A mãe de Luana vive de aluguel em Curitiba e decidiu comprar uma casa em outra cidade. Em breve, ela vai precisar sair do ninho outra vez. “Consegui mais aulas pro segundo semestre deste ano, então o meu salário vai passar pra R$ 2,5 mil, mas assim: com R$ 1,4 mil a prestação mais R$ 360 de condomínio, sobra pouquíssimo pra pagar o mercado, a internet para trabalhar, enfim. Complicado, né?”

Capital social pra quem?

O perrengue para pagar a casa própria em Curitiba não é exclusividade da Luana. Na verdade, a maioria das famílias nem sequer consegue financiar uma moradia por aqui. “O preço médio dos imóveis na cidade é de R$ 676 mil. Considerando os parâmetros da Caixa Econômica Federal, notamos que para conseguir financiar um imóvel deste valor médio, a renda familiar a ser comprovada deve ser em torno de R$ 15 mil reais”, afirma o pesquisador Andrei Crestani.

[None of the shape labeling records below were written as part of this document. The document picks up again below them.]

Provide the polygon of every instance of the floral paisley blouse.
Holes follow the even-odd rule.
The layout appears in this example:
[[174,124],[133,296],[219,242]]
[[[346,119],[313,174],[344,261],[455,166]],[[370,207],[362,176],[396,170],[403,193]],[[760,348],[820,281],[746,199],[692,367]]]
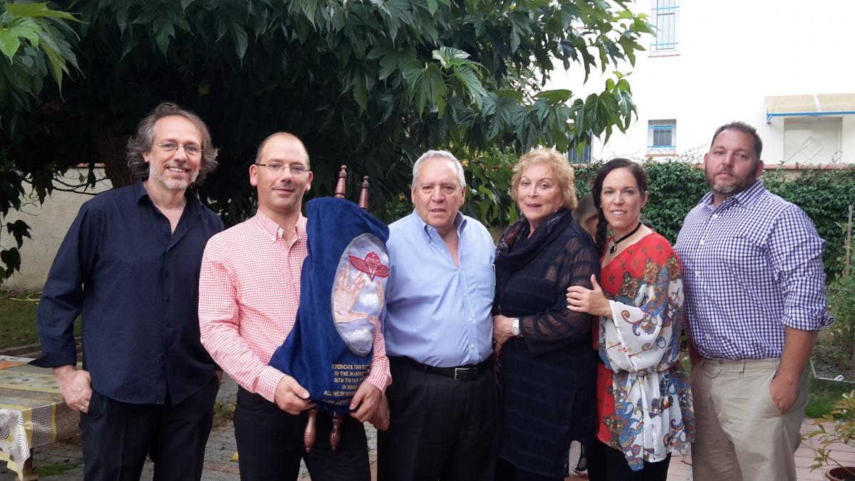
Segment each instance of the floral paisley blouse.
[[684,321],[680,260],[653,233],[603,267],[611,318],[601,317],[598,365],[598,438],[634,471],[663,460],[694,439],[692,394],[680,363]]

Andrei é doutor em Arquitetura e Urbanismo pela Universidade de São Paulo (USP) e um dos idealizadores do estúdio urbideias, cuja missão é acessibilizar conteúdos sobre cidade e paisagem. Em parceria com a Incorporadora WeeFor, recentemente a equipe fez um levantamento que refuta o estigma de Curitiba como “capital social”, sobretudo quando o assunto é moradia. 

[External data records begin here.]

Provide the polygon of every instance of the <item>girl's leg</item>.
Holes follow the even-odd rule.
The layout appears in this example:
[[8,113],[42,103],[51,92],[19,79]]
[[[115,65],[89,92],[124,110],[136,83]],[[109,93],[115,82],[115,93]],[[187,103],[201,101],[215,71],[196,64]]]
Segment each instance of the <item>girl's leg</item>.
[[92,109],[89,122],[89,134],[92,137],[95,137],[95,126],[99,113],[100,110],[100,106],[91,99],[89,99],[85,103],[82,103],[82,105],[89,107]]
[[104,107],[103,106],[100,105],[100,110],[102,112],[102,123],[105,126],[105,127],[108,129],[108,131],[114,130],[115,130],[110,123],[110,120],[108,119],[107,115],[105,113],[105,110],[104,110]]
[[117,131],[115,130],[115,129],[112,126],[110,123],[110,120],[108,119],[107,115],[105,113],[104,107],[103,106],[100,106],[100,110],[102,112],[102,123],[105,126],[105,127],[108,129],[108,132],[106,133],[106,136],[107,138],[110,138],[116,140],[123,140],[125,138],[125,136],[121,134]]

Segundo Richard Viana, arquiteto e urbanista que integra o time urbideias, o grupo analisou a renda mensal média por domicílio em cada bairro da cidade, com base em dados do Instituto Brasileiro de Geografia e Estatística (IBGE). Depois, comparou esses números com o preço médio pago por metro quadrado na compra de apartamentos e residências nos bairros curitibanos, a partir de dados do Instituto Paranaense de Desenvolvimento Econômico e Social (IPARDES). 

A conclusão foi de que a conta não fecha: a assimetria é gigantesca. “Apenas 15% das famílias curitibanas teriam possibilidade de acessar o financiamento, considerando a renda familiar. E estes 15% estão concentrados nos bairros centrais de Curitiba”, fala Andrei. 

Os mapas criados pelo estúdio ajudam a espacializar a informação. Imagem: urbideias

Desigualdade

Perguntamos se a experiência de mercado da equipe urbideias corrobora essa conclusão e resposta foi afirmativa. Não à toa, Curitiba é a 8ª capital mais desigual do país, de acordo com o IBGE.

“Se observarmos – especialmente fora da região central – notamos uma paisagem da segregação: é comum em diversos bairros periféricos encontrarmos de um lado empreendimentos e do outro habitações em condições de pobreza, muitas vezes até mesmo sem saneamento básico. Já nas regiões centrais, ao pesquisar em site de compra e aluguel de imóveis, observamos um valor inacessível para grande parte da população, restando a possibilidade de apartamentos ultracompactos, de 20 a 35 metros quadrados, que em nossa opinião não são capazes de oferecer suporte para uma qualidade de vida adequada, especialmente em um momento pandêmico em que tanto temos que permanecer em nossas casas”, conclui Andrei.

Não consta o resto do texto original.